2022-05-24 20:30:48.103035      INFO    1       Started replicator to :34.142.40.180:5000, pid 41697
2022-05-24 20:31:48.127821      INFO    1       Process 41697 terminated
2022-05-24 20:31:48.128196      INFO    1       Started replicator to :34.142.40.180:5000, pid 41714
2022-05-24 20:36:12.700002      INFO    1       Process 41714 terminated
2022-05-24 20:36:12.700467      INFO    1       Started replicator to :34.142.40.180:5000, pid 41772
2022-05-25 05:04:50.077286      INFO    0       New configuration fetched
2022-05-25 05:04:50.092259      WARN    0       Config parse error at offset 0: Expected opening bracket
2022-05-25 05:05:50.046686      ERROR   0       Config is too old
2022-05-25 05:05:50.046813      INFO    0       Waiting for the driver to sync the data

Backward Compatibility

If you're upgrading from a previous version or the CRD is already installed, helm will not update the definition automatically. See Operator Overview Helm Warning for details on how to rectify this.

License changes

From 1.1.0 kdb Insights has moved to consumption-based licensing using a new license file, kx.lic. The user should generate the license themselves using the klic self-service tool. The documentation for this is available here. After following the klic docs, a new kx.lic should be available for your cluster.

Then you can upload it as a Kubernetes secret using the instructions here.

Alternatively delete your existing license secret and re-run the CLI install (kxi install ..), choosing the N when prompted if you have an existing license secret. Assuming the license secret is called kxi-license, the command below will delete it.

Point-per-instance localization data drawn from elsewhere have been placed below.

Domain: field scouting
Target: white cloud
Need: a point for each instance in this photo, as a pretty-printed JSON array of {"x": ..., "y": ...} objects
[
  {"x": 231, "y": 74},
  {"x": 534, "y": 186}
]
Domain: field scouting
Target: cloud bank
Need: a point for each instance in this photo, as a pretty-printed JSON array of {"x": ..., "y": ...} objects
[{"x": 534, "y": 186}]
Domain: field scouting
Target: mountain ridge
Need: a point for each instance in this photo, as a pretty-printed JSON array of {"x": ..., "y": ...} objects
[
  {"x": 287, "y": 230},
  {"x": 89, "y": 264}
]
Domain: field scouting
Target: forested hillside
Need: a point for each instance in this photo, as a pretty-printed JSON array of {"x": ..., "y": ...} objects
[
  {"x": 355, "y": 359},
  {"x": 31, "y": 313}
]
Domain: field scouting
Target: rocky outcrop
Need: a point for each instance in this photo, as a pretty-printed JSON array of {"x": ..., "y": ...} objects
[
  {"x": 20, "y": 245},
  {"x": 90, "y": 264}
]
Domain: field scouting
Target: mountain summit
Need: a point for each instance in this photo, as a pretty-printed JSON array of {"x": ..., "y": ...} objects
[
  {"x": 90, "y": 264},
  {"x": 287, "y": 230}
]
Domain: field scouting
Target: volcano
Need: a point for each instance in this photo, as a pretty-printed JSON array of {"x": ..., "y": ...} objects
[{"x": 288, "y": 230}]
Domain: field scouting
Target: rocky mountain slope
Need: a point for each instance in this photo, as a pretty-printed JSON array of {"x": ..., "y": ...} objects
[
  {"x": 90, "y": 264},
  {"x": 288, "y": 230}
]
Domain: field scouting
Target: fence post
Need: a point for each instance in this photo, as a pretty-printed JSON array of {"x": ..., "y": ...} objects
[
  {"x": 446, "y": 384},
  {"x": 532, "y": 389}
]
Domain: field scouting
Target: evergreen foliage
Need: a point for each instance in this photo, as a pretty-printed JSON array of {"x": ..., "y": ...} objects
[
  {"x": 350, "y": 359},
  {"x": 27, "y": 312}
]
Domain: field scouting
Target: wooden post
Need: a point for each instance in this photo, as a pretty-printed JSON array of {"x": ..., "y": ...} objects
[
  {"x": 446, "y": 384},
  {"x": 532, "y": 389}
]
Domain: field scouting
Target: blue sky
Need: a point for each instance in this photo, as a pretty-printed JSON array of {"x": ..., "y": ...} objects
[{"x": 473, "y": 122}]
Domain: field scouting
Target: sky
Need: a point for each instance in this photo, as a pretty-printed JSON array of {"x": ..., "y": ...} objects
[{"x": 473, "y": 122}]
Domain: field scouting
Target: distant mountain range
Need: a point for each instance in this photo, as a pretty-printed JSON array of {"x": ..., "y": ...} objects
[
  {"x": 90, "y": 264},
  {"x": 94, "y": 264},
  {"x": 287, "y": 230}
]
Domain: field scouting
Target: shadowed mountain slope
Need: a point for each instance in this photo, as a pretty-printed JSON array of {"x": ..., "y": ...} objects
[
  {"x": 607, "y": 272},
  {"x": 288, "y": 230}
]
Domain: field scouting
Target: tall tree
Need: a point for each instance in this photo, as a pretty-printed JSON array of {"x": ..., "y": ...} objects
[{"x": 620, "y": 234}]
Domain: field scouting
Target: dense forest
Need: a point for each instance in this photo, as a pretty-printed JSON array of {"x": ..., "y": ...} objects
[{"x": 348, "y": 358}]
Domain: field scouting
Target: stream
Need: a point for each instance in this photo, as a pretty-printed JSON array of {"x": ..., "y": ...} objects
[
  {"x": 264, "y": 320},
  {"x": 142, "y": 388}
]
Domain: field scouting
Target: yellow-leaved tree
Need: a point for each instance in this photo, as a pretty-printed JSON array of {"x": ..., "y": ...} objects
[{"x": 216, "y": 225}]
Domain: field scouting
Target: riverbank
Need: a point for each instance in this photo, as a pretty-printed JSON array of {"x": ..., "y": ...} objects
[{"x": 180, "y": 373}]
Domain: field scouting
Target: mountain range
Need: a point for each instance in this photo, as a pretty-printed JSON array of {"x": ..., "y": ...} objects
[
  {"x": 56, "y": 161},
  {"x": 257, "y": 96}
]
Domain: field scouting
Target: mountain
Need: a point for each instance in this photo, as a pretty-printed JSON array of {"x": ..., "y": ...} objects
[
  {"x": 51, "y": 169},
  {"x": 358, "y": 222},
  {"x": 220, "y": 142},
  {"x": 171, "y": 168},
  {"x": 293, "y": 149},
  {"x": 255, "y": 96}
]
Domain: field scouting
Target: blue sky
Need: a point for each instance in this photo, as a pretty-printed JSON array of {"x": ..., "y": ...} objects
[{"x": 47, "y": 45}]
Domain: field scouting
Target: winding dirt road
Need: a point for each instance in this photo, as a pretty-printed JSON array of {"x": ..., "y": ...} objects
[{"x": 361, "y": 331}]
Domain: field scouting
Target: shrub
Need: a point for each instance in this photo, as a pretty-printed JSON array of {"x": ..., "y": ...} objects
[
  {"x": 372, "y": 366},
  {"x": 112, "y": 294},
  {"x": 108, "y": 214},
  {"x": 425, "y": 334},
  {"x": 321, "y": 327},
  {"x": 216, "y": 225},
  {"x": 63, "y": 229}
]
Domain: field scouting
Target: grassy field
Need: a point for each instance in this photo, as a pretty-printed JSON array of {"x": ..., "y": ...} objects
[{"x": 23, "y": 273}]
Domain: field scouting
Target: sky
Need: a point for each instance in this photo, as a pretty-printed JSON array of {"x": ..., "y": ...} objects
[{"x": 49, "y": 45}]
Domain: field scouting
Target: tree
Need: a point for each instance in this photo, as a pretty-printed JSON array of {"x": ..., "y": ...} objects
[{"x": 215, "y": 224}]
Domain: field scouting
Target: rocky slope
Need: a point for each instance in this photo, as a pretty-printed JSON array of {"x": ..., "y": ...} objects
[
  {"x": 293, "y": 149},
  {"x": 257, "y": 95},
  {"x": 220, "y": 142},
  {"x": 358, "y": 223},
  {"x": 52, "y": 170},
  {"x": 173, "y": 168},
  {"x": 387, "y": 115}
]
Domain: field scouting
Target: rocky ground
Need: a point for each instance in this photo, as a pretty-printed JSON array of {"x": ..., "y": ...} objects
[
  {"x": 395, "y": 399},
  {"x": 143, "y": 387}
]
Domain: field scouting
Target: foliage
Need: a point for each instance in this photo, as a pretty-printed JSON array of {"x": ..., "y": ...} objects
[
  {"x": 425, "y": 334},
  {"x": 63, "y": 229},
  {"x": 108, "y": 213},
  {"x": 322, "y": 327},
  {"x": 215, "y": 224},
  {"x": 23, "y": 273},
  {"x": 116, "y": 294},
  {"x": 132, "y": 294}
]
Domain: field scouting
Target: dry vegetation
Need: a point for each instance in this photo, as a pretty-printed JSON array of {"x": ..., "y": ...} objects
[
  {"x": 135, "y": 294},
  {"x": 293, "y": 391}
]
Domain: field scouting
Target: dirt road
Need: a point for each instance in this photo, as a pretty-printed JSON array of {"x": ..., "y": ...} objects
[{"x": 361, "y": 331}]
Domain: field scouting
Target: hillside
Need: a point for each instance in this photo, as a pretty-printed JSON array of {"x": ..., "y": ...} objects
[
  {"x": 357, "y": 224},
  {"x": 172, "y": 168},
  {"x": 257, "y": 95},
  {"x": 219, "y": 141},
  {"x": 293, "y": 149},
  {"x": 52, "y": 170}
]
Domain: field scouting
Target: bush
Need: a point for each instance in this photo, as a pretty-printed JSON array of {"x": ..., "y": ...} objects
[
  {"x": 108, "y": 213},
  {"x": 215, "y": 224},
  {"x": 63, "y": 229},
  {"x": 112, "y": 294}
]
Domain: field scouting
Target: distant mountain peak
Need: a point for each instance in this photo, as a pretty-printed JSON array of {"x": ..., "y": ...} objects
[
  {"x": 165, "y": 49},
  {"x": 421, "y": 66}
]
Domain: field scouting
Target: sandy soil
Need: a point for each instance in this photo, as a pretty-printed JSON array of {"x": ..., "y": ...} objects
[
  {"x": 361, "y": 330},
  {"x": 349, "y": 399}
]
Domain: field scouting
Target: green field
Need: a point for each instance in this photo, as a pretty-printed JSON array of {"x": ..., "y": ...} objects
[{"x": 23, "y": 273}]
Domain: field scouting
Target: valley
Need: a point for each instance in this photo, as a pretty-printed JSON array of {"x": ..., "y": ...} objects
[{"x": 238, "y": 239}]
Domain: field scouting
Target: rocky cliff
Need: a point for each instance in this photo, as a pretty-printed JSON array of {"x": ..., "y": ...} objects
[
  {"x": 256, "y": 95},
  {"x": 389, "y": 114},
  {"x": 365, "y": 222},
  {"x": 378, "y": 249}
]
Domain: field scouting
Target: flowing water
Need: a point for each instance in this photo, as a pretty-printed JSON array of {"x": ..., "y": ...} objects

kubectl delete secret kxi-license

To revert to the pre-1.1.0 behaviour, the following Helm values should be set for the deployment. For details on this file see here.

global:
  license:
    ..
    onDemand: true
    asFile: false

kxi-acc-svc:
  enabled: false

Single pod Storage Manager

By default, when upgrading to 1.1.0 the Storage Manager will no longer create independent containers for the various processes used to manage data persistence. These processes now all run under a single container as child processes. As part of the upgrade, it is optionally encouraged that any assembly data workflows deployed should be upgraded to align any resources with this change.

The change requires the user to remove resources configuration for eoi, eod and dbm sections of an assembly and update the sm.k8sPolicy with a resources configuration for all these processes which will run as a single container within the sm pod.

For example

  sm:
    ..
    k8sPolicy:
      resources:
        requests:
          memory: "14Gi"
          cpu: "2000m"
        limits:
          memory: "14Gi"
          cpu: "4000m"

However if no actions are taken, kdb Insights Enterprise will remain backwards compatible with the existing configuration and will use the sum of all CPU and memory resources under the sm element, using this sum to populate the sm.k8sPolicy.resources section under the sm element.